On top of his stellar academic résumé is the work he does with veterans as a benefits counselor with USF's Office of Veterans Services. The transition from soldier to student can often be a big change and counselors like Orbeck smooth the transition. "Working at the office has been great," he said. "Working here and meeting people who I can help because I've been through the same things has been awesome."

The Real Reward

Among his studies and work, Orbeck still finds the time to help fellow veterans through the Vet-to-Vet Tutoring Program. "I got involved with that program last summer," he said. "It's a good system that really focuses on the one-on-one aspect of tutoring."

The program matches veteran tutors with fellow veteran students who need help with anything from Organic Chemistry to American Government. The tutor never changes during the semester, making it much more personal than other tutoring programs.

"It's not what people think about when they think about tutoring," Orbeck said. "It's a lot more involved – you're meeting with that person twice a week for the whole semester so you really get to know how the student approaches problems, and you can really figure out how they learn best."

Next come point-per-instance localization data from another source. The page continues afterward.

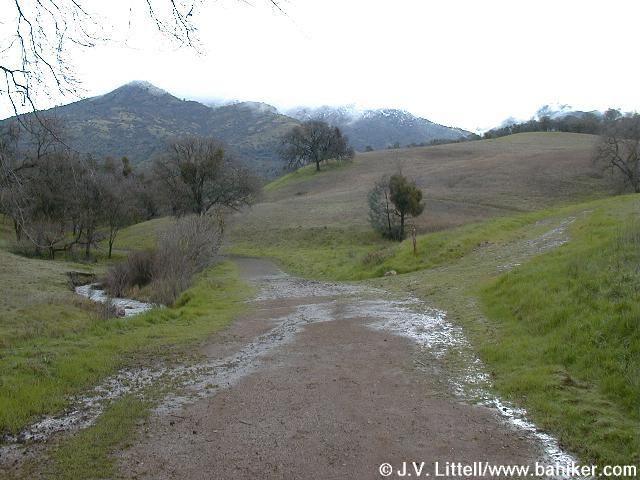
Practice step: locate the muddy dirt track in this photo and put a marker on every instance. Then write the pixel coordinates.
(323, 381)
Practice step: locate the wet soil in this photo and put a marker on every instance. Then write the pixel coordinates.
(316, 383)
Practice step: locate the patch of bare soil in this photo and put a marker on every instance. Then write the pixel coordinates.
(323, 381)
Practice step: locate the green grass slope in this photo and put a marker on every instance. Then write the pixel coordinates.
(556, 323)
(53, 344)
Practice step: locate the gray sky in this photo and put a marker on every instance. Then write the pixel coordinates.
(466, 63)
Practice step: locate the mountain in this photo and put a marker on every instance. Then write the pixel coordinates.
(136, 119)
(380, 128)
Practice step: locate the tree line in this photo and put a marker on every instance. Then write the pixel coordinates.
(60, 200)
(578, 122)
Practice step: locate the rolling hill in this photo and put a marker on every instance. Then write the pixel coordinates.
(462, 183)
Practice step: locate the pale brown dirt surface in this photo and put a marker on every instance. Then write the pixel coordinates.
(333, 401)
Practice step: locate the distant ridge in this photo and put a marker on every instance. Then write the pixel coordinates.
(380, 128)
(136, 120)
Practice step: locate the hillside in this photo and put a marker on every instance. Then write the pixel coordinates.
(136, 119)
(522, 247)
(381, 128)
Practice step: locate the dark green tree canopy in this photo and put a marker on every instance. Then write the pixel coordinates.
(391, 200)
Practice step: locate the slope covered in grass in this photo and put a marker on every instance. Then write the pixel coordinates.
(53, 344)
(559, 331)
(567, 329)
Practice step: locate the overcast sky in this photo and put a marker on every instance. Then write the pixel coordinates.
(464, 63)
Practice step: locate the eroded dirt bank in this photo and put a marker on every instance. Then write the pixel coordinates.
(314, 384)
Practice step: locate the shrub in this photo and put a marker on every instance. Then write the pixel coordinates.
(136, 270)
(185, 248)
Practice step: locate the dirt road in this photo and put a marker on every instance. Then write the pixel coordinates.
(324, 381)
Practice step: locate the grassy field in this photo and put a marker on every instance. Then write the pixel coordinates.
(559, 332)
(567, 337)
(463, 183)
(53, 344)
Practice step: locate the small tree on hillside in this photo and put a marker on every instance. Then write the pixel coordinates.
(391, 200)
(406, 197)
(619, 147)
(382, 215)
(314, 142)
(199, 174)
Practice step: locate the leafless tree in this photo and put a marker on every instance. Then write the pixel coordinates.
(38, 37)
(619, 147)
(199, 174)
(314, 141)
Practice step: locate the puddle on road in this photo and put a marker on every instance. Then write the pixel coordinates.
(408, 317)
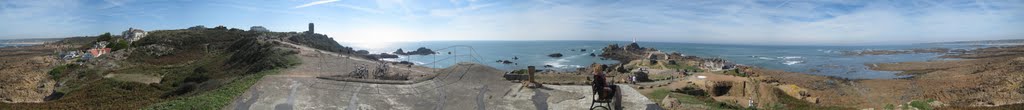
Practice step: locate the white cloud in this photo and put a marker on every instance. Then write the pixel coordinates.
(314, 3)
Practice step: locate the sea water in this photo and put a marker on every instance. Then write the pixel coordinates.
(826, 61)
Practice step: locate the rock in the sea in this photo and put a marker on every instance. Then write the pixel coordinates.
(363, 52)
(399, 51)
(556, 54)
(419, 51)
(633, 46)
(384, 56)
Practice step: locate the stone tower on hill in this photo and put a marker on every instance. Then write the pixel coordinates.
(310, 28)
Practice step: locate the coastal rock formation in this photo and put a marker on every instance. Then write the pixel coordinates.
(555, 54)
(418, 51)
(23, 74)
(626, 53)
(887, 51)
(504, 62)
(322, 42)
(383, 56)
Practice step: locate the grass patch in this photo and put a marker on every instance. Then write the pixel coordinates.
(215, 99)
(922, 104)
(657, 95)
(788, 103)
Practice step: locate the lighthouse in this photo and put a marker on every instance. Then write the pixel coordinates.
(310, 28)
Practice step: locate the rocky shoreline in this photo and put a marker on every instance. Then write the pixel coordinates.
(984, 77)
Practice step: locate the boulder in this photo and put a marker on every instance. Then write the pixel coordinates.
(384, 56)
(556, 54)
(399, 51)
(421, 51)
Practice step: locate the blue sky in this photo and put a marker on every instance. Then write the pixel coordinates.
(737, 22)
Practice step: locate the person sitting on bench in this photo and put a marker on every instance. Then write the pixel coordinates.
(601, 85)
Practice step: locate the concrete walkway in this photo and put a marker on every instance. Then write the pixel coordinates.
(464, 86)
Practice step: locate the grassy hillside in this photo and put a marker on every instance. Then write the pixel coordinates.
(198, 69)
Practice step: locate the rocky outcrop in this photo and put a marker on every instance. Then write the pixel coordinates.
(418, 51)
(383, 56)
(898, 51)
(626, 53)
(555, 54)
(24, 78)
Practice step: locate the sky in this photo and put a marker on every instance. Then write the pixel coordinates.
(727, 22)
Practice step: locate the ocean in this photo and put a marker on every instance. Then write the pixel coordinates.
(810, 60)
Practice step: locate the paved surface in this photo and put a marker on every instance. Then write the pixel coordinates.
(465, 86)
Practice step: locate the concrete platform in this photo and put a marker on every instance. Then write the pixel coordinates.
(464, 86)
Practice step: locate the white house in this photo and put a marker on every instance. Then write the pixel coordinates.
(133, 34)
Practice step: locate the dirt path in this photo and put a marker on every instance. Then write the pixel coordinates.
(463, 86)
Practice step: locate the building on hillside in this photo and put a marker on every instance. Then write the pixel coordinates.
(133, 34)
(95, 52)
(310, 28)
(258, 29)
(70, 54)
(100, 44)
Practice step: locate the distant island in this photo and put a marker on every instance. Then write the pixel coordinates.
(982, 42)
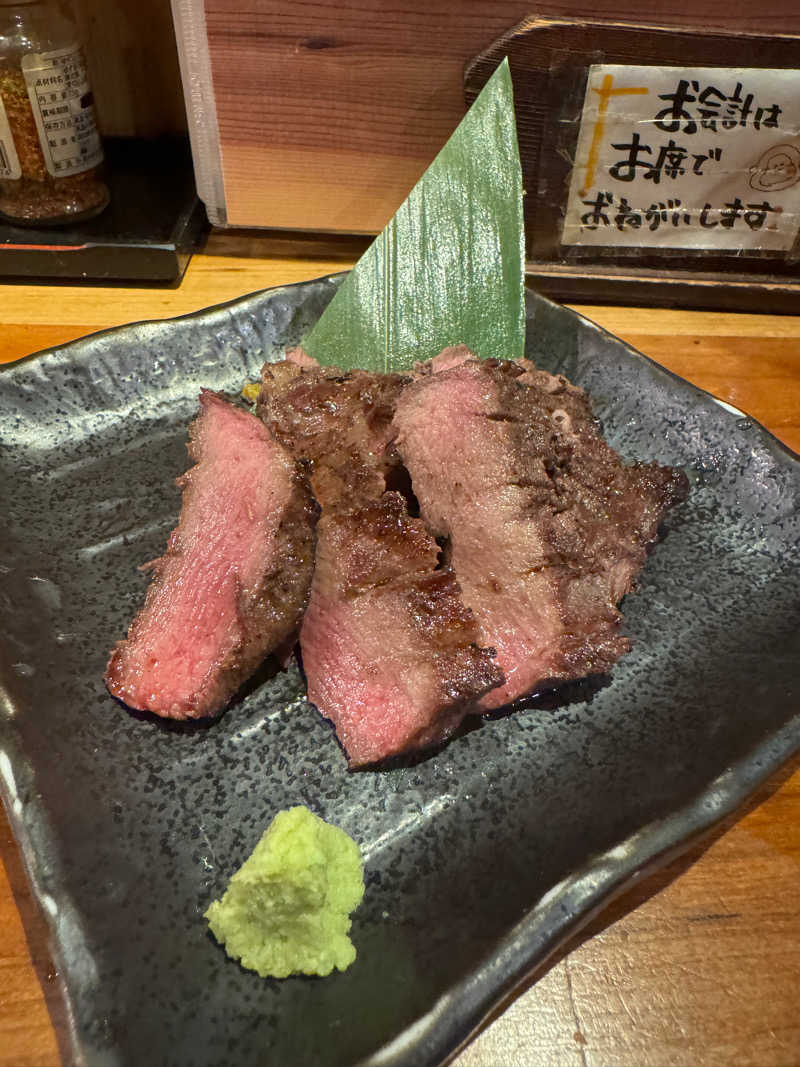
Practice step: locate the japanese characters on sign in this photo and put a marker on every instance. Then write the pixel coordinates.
(698, 158)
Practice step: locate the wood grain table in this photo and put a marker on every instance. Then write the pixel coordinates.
(699, 965)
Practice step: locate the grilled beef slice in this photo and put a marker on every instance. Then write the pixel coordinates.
(389, 651)
(546, 527)
(234, 582)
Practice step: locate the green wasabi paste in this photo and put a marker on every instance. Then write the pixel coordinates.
(287, 908)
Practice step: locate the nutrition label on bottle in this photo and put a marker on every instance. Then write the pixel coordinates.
(63, 109)
(9, 160)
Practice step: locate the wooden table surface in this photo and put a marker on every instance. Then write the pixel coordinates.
(699, 965)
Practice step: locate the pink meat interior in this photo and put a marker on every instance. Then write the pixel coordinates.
(218, 554)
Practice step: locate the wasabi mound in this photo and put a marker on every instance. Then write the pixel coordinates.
(287, 908)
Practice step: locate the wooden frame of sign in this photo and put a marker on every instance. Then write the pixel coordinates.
(549, 61)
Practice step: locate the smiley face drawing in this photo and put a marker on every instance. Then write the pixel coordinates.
(779, 168)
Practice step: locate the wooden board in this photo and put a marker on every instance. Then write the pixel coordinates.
(133, 65)
(329, 113)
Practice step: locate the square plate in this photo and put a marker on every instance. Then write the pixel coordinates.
(481, 858)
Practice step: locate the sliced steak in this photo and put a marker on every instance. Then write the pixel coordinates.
(547, 528)
(235, 579)
(389, 651)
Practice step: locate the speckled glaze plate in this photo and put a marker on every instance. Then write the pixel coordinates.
(482, 858)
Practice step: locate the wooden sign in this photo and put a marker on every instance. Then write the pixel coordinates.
(659, 165)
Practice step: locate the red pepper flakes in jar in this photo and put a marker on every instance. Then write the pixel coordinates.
(50, 150)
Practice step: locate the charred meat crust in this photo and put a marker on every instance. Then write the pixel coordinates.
(547, 526)
(378, 573)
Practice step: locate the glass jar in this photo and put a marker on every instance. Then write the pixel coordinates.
(50, 150)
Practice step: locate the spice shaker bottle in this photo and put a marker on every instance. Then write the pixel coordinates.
(50, 150)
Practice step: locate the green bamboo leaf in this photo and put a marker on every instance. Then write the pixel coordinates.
(449, 267)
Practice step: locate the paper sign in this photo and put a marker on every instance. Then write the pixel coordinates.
(692, 158)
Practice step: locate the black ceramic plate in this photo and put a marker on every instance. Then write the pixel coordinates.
(480, 859)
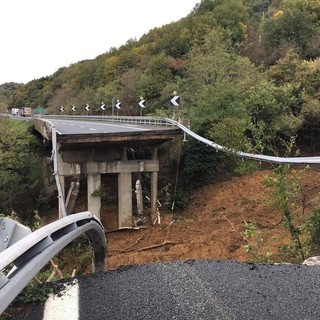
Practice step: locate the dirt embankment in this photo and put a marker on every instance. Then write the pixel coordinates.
(212, 226)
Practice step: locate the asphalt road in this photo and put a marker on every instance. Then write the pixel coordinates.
(196, 290)
(90, 127)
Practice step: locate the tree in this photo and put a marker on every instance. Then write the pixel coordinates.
(20, 175)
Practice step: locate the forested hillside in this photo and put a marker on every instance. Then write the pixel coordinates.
(247, 72)
(252, 64)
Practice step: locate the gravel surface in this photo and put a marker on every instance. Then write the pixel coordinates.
(201, 289)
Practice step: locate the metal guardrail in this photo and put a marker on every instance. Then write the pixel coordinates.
(120, 119)
(169, 122)
(30, 254)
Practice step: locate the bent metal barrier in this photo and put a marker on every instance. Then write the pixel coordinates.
(33, 251)
(169, 122)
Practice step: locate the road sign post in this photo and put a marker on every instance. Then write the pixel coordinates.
(141, 104)
(175, 101)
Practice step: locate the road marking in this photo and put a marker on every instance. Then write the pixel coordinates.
(63, 305)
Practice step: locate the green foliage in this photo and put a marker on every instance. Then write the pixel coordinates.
(297, 25)
(286, 197)
(313, 228)
(255, 243)
(20, 173)
(198, 162)
(35, 293)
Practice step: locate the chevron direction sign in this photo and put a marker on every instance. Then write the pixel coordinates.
(118, 104)
(175, 101)
(141, 103)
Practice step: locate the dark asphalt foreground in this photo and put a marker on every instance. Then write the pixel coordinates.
(202, 289)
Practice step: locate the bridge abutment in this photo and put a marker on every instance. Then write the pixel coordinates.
(93, 165)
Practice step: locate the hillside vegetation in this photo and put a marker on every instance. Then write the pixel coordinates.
(247, 72)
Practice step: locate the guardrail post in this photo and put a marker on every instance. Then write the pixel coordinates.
(154, 187)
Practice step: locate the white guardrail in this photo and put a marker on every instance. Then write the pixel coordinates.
(26, 257)
(169, 122)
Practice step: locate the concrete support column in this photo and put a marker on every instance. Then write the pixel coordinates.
(154, 188)
(94, 202)
(125, 196)
(61, 200)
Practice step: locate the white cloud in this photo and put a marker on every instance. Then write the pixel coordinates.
(40, 36)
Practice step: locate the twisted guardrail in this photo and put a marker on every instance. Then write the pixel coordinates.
(169, 122)
(32, 252)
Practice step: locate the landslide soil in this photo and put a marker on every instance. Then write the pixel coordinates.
(212, 225)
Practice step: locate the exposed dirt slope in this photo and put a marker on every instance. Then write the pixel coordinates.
(211, 226)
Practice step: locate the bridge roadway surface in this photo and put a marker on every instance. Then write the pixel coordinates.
(85, 127)
(195, 290)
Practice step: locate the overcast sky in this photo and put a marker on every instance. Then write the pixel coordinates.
(40, 36)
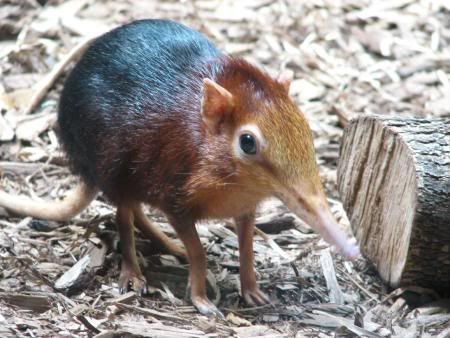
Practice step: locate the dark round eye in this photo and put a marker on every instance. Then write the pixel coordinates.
(247, 143)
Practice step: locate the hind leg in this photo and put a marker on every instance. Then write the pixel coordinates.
(152, 232)
(131, 276)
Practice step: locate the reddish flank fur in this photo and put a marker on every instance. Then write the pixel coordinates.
(154, 114)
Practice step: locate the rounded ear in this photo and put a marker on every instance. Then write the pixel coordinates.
(217, 102)
(285, 79)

Orbeck has found investing in fellow veterans' educations to be the most rewarding thing about his time here on campus.

Moving On

Planning to graduate in the spring 2016 semester, Orbeck still hasn't decided on whether or not he will pursue a master's degree through the accelerated program offered here at the University of South Florida.

He may instead opt for a more hands on approach. "Eventually, I'd like to get into research, but I go back to my time in the Marine Corps and remember the importance of practical experience," Orbeck said. "Actually getting your hands on the work is so important in any type of processing or manufacturing career."

Regardless of the path he chooses, Orbeck has the qualities that lead to success. These same qualities he shares with his fellow brothers and sisters who walk this campus as veterans. Each story is different, but one thing consistently remains the same – veterans remain an integral part of not only the success of this campus, but the community as a whole.

Thanks to the Post 9/11 G.I. Bill, veterans everywhere are finding success in the classroom and beyond. At the University of South Florida, we would like to share with you the successes of our veterans and the impact they are making here at school and also in their communities. This series will highlight exceptional individuals who not only served our country in a time of need, but are using their unique tools to succeed after military service.